Nantes - Bordeaux : 5 petites histoires pour une grande rivalité

Le 28/03/2014 à 22:06Mis à jour Le 29/03/2014 à 12:41

Le FC Nantes et les Girondins de Bordeaux adorent se détester. Avant leur 72e duel, retour sur quelques épisodes croustillants et inoubliables de cette rivalité.

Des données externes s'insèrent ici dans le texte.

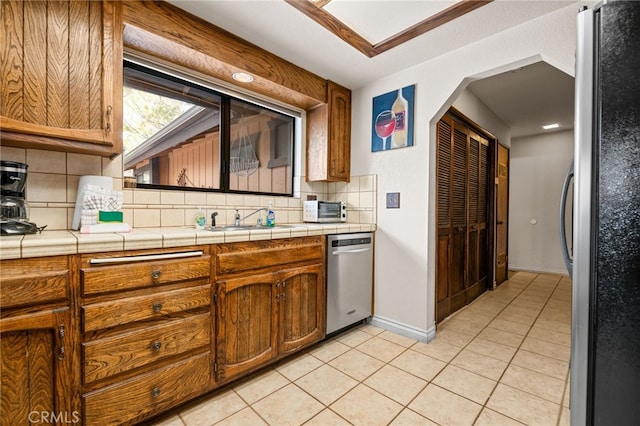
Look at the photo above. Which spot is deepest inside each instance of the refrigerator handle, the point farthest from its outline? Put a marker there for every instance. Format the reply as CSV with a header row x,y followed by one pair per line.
x,y
568,260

1. Nom : Giresse - Taille: 1,63m - Poste : gardien de but

La petite histoire la plus absurde, la plus abracadabrante et peut-être la plus drôle de l'histoire commune entre Nantais et Girondins. Au printemps 1982, Bordeaux rêve encore du titre de champion de France mais une défaite à Lens lors de la 35e journée ruine ses chances. Lors de ce match, Dragan Pantelic, le gardien bordelais, bouscule le juge de touche, M.Koltes. Pour le portier yougoslave, la sanction va être terrible: un an de suspension. Elle tombe deux jours avant la 38e et dernière journée, où Bordeaux doit se déplacer à Nantes. Estimant ce jugement inique, Claude Bez, le bouillantissime président girondin, va prendre une décision spectaculaire : Bordeaux jouera à Marcel-Saupin sans gardien. Ou plutôt sans vrai gardien.

Le patron décide qu'Alain Giresse, capitaine et 163 centimètres sous la toise, officiera devant le filet. Il impose sa décision à son meneur de jeu comme à son entraineur, Aimé Jacquet. Les ordres de Bez ne se discutaient pas. Devant des Nantais médusés et agacés, persuadés que les Bordelais "se foutent de la gueule du monde" selon les dires de leur capitaine Patrice Rio, Giresse s'installe donc dans la cage girondine. Après quatre minutes, il a déjà pris deux buts. Il en prend deux de plus et sort au bout d'une heure d'une farce improbable, remplacé par… Marius Trésor. Nantes s'impose finalement 6-0. La plus large victoire des Canaris face à leur rival historique. Paradoxalement, ce match rocambolesque passe presque inaperçu sur le moment. Le même soir, Saint-Etienne et Monaco se jouent le titre et le 9-2 des Verts face à Metz ne suffit pas à priver l'ASM du titre. Mais au fil du temps, "Gigi dans les buts" a gagné ses galons d'épisode légendaire de la saga bordelo-nantaise.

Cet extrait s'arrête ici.